今回お話を伺ったのは、認定NPO法人「子どもの心理療法支援会」(サポチル)の理事長を務める平井正三さん。全2回に分けてインタビューを行っています。
京都にある御池心理療法センターでは、子どもや家族、大人の心理相談を担当しています。臨床心理士の資格を持ち、日本国内の大学院で修了後、イギリスのタビストック・クリニックにて子どもと青年の精神分析的心理療法の専門訓練を受けました。
イギリスでの経験において、子どもや家族への心のケアが精神分析的アプローチを通じて無料で提供されている公的支援の一環であることに深く感銘を受け、その経験をもとに、日本でも同様の実践を広めたいという思いから、2005年に「子どもの心理療法支援会」(サポチル)を設立しました。サポチルでは、精神分析的心理療法の普及を目指し、虐待や障害を持つ子どもたちやその家族に対して支援やコンサルテーションを提供しています。また、精神分析に基づく研修や訓練の場も設け、次世代の専門家の育成にも力を注いでいます。

 

正解ではなく、一人ひとりの心のありようを探求する

 

―平井さんが、臨床心理学のなかでも精神分析的アプローチを選ばれた理由はなんですか?
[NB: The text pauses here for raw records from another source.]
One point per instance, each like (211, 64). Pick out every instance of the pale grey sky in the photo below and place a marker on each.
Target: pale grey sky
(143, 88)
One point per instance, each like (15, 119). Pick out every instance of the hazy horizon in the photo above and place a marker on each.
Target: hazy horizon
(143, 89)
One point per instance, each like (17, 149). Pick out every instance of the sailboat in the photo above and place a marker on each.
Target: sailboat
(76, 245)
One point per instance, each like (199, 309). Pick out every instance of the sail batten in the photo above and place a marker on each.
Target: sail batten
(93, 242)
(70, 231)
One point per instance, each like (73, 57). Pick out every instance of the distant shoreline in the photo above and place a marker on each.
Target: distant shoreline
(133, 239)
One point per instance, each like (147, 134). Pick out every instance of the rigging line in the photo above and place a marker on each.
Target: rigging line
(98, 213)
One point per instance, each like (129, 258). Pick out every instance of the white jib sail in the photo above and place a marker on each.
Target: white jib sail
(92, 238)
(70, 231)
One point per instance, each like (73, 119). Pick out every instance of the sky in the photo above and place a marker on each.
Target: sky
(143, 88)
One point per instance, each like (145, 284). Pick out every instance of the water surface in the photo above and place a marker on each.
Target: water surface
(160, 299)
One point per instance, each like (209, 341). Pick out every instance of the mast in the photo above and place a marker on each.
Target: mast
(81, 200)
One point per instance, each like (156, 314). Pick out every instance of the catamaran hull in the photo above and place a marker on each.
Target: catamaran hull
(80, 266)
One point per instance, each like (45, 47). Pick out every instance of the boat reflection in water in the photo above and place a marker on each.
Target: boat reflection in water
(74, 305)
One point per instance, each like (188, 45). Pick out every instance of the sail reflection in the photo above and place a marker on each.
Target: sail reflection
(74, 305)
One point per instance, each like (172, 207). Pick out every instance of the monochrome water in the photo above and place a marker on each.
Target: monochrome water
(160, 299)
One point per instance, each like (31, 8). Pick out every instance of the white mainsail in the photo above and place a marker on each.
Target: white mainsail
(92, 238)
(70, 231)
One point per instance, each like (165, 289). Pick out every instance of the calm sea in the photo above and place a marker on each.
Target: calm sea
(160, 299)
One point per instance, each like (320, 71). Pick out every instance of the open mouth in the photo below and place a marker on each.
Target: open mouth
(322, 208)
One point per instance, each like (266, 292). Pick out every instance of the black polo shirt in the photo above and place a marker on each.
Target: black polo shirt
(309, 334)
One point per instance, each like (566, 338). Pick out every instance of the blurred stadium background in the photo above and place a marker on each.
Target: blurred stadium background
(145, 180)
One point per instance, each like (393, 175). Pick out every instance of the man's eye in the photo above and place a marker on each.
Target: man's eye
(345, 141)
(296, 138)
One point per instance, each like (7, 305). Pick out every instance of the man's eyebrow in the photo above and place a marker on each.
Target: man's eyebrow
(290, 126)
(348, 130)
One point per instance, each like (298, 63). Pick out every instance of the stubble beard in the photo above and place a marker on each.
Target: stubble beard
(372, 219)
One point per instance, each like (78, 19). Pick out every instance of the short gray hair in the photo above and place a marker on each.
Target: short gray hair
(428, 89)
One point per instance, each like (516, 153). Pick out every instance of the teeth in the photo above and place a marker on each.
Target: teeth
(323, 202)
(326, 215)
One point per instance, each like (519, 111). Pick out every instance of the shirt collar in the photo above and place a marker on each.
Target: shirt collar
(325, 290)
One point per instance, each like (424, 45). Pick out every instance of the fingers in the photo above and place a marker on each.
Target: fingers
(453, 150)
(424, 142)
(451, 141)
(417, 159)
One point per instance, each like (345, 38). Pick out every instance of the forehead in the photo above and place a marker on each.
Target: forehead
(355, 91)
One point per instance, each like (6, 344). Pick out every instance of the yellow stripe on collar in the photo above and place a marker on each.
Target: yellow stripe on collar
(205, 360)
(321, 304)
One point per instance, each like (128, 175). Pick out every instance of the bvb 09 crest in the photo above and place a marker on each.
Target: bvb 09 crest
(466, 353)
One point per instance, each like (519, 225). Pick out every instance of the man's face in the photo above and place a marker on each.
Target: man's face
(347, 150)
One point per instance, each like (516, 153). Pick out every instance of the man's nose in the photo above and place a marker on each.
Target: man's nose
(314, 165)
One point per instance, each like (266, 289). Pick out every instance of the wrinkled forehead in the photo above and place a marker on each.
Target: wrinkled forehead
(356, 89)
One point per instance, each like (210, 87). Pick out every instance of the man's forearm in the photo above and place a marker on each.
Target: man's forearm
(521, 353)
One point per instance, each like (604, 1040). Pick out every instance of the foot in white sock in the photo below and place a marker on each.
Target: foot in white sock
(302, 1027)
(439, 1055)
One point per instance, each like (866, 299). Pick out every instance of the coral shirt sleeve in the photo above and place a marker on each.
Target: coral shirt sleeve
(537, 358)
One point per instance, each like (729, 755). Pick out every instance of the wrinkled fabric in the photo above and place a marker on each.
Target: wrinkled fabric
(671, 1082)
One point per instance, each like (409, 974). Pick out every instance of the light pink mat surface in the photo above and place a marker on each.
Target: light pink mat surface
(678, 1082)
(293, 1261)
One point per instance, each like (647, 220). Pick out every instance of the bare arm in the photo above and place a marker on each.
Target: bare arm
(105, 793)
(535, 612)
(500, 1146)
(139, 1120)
日本でメンタルヘルスや心の問題が注目され始めたのは、実は1980年代くらいからなんです。その頃から、カウンセリングやプレイセラピー、心理療法といった言葉が少しずつ広がっていきました。

その時期に大きな影響力を持っていたのが、京都大学の教授であった河合隼雄先生でした。河合先生はユング心理学を推進し、その影響で私は精神分析に強く関心を持っていました。当時、私は自然科学者を目指していましたが、大学で河合先生の言葉に触れる中で、次第に心の問題に強く惹かれていったんです。

河合先生の教えを通じて、私は心の深い部分に焦点を当てることの重要性に気づきました。一人ひとりの子どもや大人と真剣に向き合い、その深い部分に寄り添う姿勢に大いに魅了されました。しかし、さらに学びを進める中で、私はより深く精神分析そのものに興味を持つようになり、精神分析の創始者であるフロイトの理論に関心を抱くようになりました。

その流れに従って、私は精神分析の世界的な拠点であるイギリスの研究機関へ学びに行くことを決意しました。そこで、子どもの表面的な部分を見るのではなく一生懸命考えて向き合う姿勢に感銘を受け、それが現在の私の精神分析的アプローチの基盤になっていると思います。

 

(キャプション:タビストック留学中の平井正三氏(右))

 

―サポチルで行われている精神分析的心理療法について教えてください。

サポチルで行っている精神分析的心理療法は、一人ひとりの子どもがどのように感じ、何を思っているのかに耳を傾け、それを大切にしていく実践です。大人の場合、言葉である程度表現できますが、子どもの場合はそれが難しいことが多いです。そこで、遊びや絵を描くことなどを通じて感じていることを表現してもらい、それぞれが抱えているもやもやした気持ちを克服していくお手伝いをしています。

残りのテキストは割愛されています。